Hector nodded, then hurried back to his own vehicle, an '89 Ranger. I heard him answering his cell as I hauled my shovel out of the truck box. The hole didn't take long to dig, Kaylee wasn't very big, and my own anger fueled the muscles in my arms and legs so that soon I had a hole twice as deep as it needed to be.

Then I picked up Kaylee's broken body from the side of the road and gently carried her to her new resting place, in the depths of the ditch by the side of the road. Before I laid her in her grave I ruffled her hair one last time, and hugged her as best I could, oblivious to the mud and the blood, and the stench. By the time Hector returned, her grave was filled, and I sat leaning on my shovel staring at the now empty ground. He stood beside me for a long time, not saying anything, just standing there, sharing the grief of a friend. I always appreciated that about Hector. He never said much to make me feel better, but he was always there to sit with me through my sorrows.

"I feel like somebody should say something," I said finally, "would you do the eulogy?"

Hector nodded, and removed the parka hood from his head. It would be pitch black in a few minutes, and the wind was starting to pick up. Despite the cold, I took my hat off too.

"Kaylee was the best dog a man could ask for," Hector said, "loyal, obedient, friendly... perhaps too friendly. If only God would make men as good as he made this dog, then this world wouldn't be such a screwed up place. I'm sure there are lots more good dogs in this world, but there's none as good as Kaylee. May she rest in peace."

We lingered only a moment longer before we began the trudge back to our trucks. We reached Hector's mud-caked Ranger first, but instead of getting in and driving away he opened his passenger side door and grabbed the twenty-two he carried with him at all times. Then he locked his ride, and started walking towards my truck.

"What are you doing?" I called as I quickened my pace to catch up.

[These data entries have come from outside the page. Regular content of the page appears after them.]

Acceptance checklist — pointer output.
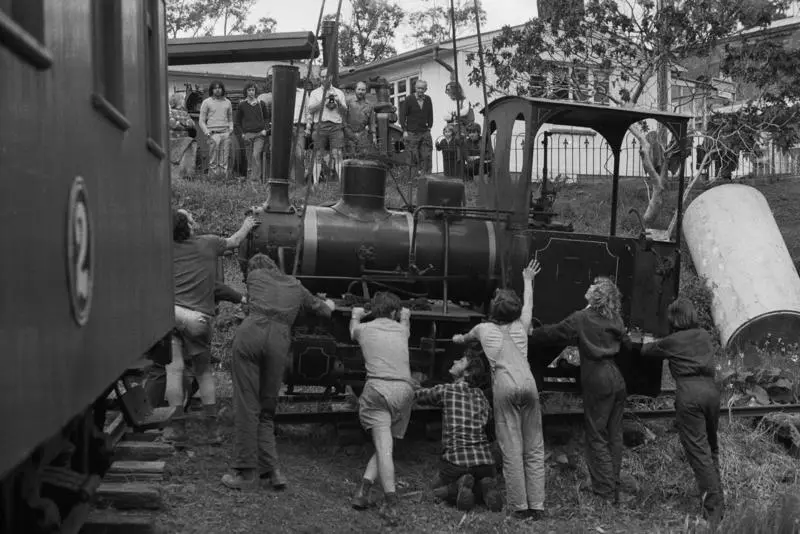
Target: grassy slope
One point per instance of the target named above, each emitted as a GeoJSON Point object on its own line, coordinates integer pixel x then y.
{"type": "Point", "coordinates": [756, 472]}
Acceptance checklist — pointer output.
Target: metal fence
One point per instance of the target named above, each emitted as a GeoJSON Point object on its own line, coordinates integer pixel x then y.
{"type": "Point", "coordinates": [576, 155]}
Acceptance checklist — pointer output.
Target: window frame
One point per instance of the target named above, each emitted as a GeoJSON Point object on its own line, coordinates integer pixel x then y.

"Coming with you," he grinned, "that was Joe Biffle who phoned me. He said the Wilm brothers and their cousin Bobby are laughing it up at the bar in Gossville, bragging to everyone who'll listen about how they drove over your dog. So Joe said he'd keep them occupied while you and I head over to their farm."

"The Wilm place? That's two hours away!"

"I know, Joe better be gettin' them dead drunk if we're gonna pull this off."

"Excuse me."

"Well, Joe said since they killed your dog, we should take some compensation out of their herd. That's what the gun's for. Are you up for it?"

I thought for a moment, and then got into my truck, started it up, and unlocked the passenger door so Hector could climb in.